Starring: David Duchovny, Julianne Moore, Billy Crudup, and Maggie Gyllenhaal
Written and directed by: Bart Freundlich (The Myth of Fingerprints)
What it's about: Four New Yorkers in various stages of relationships hash out the old issues (sex, friendship, marriage, adultery) as they struggle to make sense of modern love. With jokes!
Why you should see it: The foursome of Duchovny, Moore, Crudup, and Gyllenhaal has more than its fair share of talent (and vowels). And it looks like it doesn't take itself too seriously, which is instant death in these kinds of movies.
Why you should not: Are you really concerned about the problems of rich, white, wealthy, beautiful, and well-apartmented Manhattanites?

Idlewild (Universal)

Starring: André Benjamin (Four Brothers), Antwan Patton (ATL), and Terrence Howard (Hustle & Flow)
Written and directed by: First-timer Brian Barber
What it's about: Benjamin and Patton (the real-life duo OutKast) play a couple of, um, ahead-of-their-time musicians in a 1930s Southern juke joint.

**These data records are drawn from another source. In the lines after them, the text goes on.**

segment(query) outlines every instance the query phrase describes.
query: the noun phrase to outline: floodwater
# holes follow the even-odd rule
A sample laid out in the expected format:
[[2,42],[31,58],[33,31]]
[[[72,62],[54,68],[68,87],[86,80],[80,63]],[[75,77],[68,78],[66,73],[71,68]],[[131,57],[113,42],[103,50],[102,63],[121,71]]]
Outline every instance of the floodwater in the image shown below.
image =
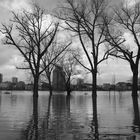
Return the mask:
[[1,91],[0,140],[140,140],[139,102],[130,92],[98,92],[95,101],[91,92],[43,91],[37,106],[32,92]]

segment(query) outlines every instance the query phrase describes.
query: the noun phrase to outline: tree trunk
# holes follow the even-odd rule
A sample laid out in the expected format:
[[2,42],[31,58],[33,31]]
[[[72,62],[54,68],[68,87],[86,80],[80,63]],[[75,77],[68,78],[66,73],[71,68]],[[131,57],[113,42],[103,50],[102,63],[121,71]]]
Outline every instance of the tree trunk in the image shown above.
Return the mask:
[[33,97],[33,129],[34,140],[38,140],[38,98]]
[[92,96],[97,96],[97,72],[92,72]]
[[138,96],[138,69],[133,70],[132,96]]
[[66,91],[67,91],[67,95],[70,96],[70,93],[71,93],[71,84],[70,84],[70,81],[68,81],[66,83]]
[[49,81],[49,91],[50,91],[50,95],[52,95],[52,83],[51,83],[51,78],[50,76],[48,76],[48,81]]
[[38,82],[39,82],[39,76],[35,76],[34,85],[33,85],[33,97],[38,97]]

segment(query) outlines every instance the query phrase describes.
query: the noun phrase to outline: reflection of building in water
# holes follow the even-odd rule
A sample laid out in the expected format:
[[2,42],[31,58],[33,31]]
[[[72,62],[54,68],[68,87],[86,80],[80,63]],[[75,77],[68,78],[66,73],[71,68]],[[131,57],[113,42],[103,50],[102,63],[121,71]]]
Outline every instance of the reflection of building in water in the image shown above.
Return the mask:
[[0,73],[0,83],[3,81],[3,75]]
[[60,66],[56,66],[53,71],[54,90],[65,90],[65,72]]
[[12,77],[12,83],[16,84],[18,82],[18,78],[17,77]]

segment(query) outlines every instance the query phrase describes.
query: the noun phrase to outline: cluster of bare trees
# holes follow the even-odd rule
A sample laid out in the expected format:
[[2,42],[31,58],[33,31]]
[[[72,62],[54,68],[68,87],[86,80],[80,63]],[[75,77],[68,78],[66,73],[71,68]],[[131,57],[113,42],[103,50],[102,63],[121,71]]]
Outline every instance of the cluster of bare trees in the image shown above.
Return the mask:
[[[32,12],[13,12],[12,24],[3,25],[1,29],[5,35],[4,44],[15,46],[27,63],[24,69],[31,70],[34,96],[38,96],[38,82],[42,74],[46,74],[52,91],[51,73],[55,64],[60,64],[60,60],[67,76],[67,90],[71,91],[71,76],[76,74],[75,66],[79,63],[92,74],[92,91],[96,96],[98,66],[109,56],[123,59],[130,64],[133,73],[132,95],[137,96],[140,3],[133,6],[121,4],[114,8],[107,0],[66,0],[57,9],[56,18],[64,21],[64,30],[71,32],[71,40],[79,40],[88,65],[73,56],[73,53],[65,52],[71,41],[58,43],[59,20],[44,28],[44,15],[44,10],[37,5]],[[124,33],[131,36],[133,46],[127,43]]]
[[[107,0],[66,0],[57,15],[67,24],[66,29],[79,38],[90,67],[79,63],[92,74],[93,95],[96,96],[98,65],[114,56],[130,64],[132,96],[137,96],[140,3],[121,3],[114,8]],[[124,33],[130,35],[133,45],[127,43]],[[101,57],[104,47],[106,49]]]

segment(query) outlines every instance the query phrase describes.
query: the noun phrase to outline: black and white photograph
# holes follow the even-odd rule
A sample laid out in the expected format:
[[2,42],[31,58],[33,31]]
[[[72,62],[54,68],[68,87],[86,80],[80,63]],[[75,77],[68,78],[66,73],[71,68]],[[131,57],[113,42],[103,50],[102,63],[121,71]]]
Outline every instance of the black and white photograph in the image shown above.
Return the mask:
[[0,0],[0,140],[140,140],[140,0]]

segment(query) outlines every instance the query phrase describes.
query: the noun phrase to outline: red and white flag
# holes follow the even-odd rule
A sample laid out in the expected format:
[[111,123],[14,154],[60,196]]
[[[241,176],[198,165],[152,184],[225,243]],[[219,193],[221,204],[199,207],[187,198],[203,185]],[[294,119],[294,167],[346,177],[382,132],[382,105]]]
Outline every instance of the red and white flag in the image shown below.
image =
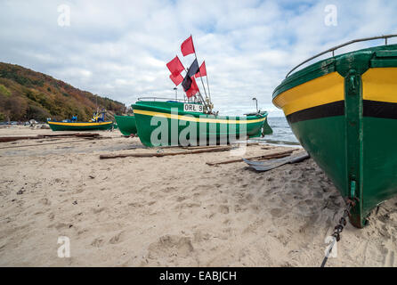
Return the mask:
[[186,56],[190,53],[194,53],[194,45],[193,45],[193,38],[189,37],[187,39],[184,40],[183,43],[181,45],[181,52],[183,56]]
[[200,65],[200,69],[198,73],[196,73],[195,77],[205,77],[207,76],[207,69],[206,69],[206,61],[203,61],[203,63],[201,63]]
[[173,80],[174,84],[177,86],[181,84],[181,82],[183,81],[183,77],[180,74],[178,74],[176,77],[170,74],[169,78]]
[[191,85],[190,88],[186,91],[186,97],[190,98],[194,96],[198,92],[198,86],[197,86],[196,79],[194,77],[191,77]]
[[174,77],[177,77],[182,71],[185,69],[178,56],[175,56],[171,61],[166,64],[169,71]]

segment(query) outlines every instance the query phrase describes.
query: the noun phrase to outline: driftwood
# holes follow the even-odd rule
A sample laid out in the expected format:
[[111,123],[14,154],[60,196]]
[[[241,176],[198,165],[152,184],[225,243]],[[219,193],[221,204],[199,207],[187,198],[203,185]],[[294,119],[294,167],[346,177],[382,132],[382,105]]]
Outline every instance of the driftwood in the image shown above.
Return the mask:
[[[266,154],[266,155],[260,155],[260,156],[256,156],[256,157],[251,157],[251,158],[247,158],[246,159],[280,159],[280,158],[284,158],[287,157],[288,155],[290,155],[293,151],[297,151],[298,149],[294,149],[294,150],[290,150],[290,151],[281,151],[281,152],[276,152],[276,153],[271,153],[271,154]],[[231,159],[231,160],[223,160],[223,161],[219,161],[219,162],[206,162],[208,166],[217,166],[220,164],[229,164],[229,163],[235,163],[235,162],[241,162],[244,161],[243,159]]]
[[216,147],[212,149],[204,149],[204,150],[195,150],[195,151],[178,151],[178,152],[152,152],[152,153],[128,153],[128,154],[101,154],[100,155],[101,159],[118,159],[118,158],[152,158],[152,157],[166,157],[171,155],[182,155],[182,154],[195,154],[195,153],[203,153],[203,152],[215,152],[215,151],[225,151],[231,150],[231,147]]
[[0,142],[15,142],[20,140],[38,140],[44,139],[46,137],[98,137],[100,134],[97,133],[72,133],[72,134],[37,134],[36,136],[0,136]]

Elaborate musical numbers compete for airtime with gangster politics as big bad Howard comes to town to muscle in on the club.
Why you should see it: Musically, Benjamin and Patton are at the top of their game, the concept of injecting their tunes with the flavor of old-school jazz has major promise, and Benjamin has already shown he's got screen skills.
Why you should not: Neither period black gangster films (Harlem Nights) nor musical gangster films (Bugsy Malone) tend to stand the test of time.

Material Girls (MGM)

Starring: Hilary Duff, Haylie Duff, and Anjelica Huston
Directed by: Martha Coolidge (The Prince & Me)
Written by: John Quaintance, Jessica O'Toole, and Amy Rardin
What it's about: Duff and Duff play sisters — how about that? — who have plenty of dough from their family's cosmetics company. But when the family biz is bankrupted by scandal, will the Duffs ever learn how to cope with being poor?
Why you should see it: Coolidge directed Valley Girl
Why you should not: four years before Hilary Duff was born.

The Descent (Lions Gate)

Starring: Shauna MacDonald, Natalie Mendoza, and Alex Reid
Written and directed by: Neil Marshall (Dog Soldiers)
What it's about: Six female spelunkers become trapped deep in the bowels of the Earth, and wouldn't you know it, this cave happens to be the home of flesh-eating creatures of the dark.
Why you should see it: It's a tight concept with plenty of opportunities for cat scares and gore for the popcorn crowd.
Why you should not: Man can take only so many cat scares before it's all a big wall of black-and-red noise.